Norton. Aug. 2019. 416p. illus. notes. index. ISBN 9780393635164. $27.95; ebk. ISBN 9780393635171. NAT HIST
Demuth (environmental history, Brown Univ.) takes readers through the last two centuries of life in Beringia, a place at the edge of the Arctic Circle, composed of fingers of Russian and Alaskan land that nearly touch across the Bering Strait. Braiding human, animal, and environmental history, the author explores the ways in which the implications of economic ideologies have altered the balance of the natural world in this remote land. Beginning with whaling in the 19th century, both the capitalist cultures of the West and the imperialist, and then socialist cultures of Russia consumed resources to excess.
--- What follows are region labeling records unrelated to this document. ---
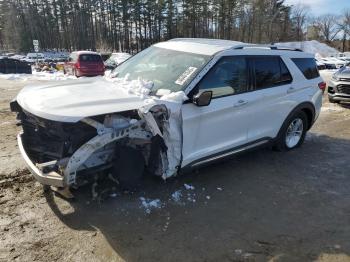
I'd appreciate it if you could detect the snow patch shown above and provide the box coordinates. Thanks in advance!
[171,190,182,203]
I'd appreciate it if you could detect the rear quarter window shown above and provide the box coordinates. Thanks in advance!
[292,58,320,79]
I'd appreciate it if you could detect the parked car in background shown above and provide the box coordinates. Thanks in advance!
[315,59,327,70]
[10,39,325,194]
[64,51,105,77]
[322,57,347,69]
[328,67,350,103]
[105,53,131,69]
[317,58,337,69]
[22,53,45,63]
[0,57,32,74]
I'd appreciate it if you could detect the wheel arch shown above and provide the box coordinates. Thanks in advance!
[280,102,316,130]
Whether to meet the bottom line or the five-year plan, they adversely impacted the Native peoples, the animals on which those people depended for survival, and the minerals and rock buried in the land. As each energy form was harvested and used, human ideals came up against the limits of nature, leaving devastation behind. The author’s deeply informed (she spent several years in Beringia) lyrical telling pulls disparate threads together for a powerful environmental message.
VERDICT A cautionary, instructive tale highly recommended for readers with an interest in environmental conservation.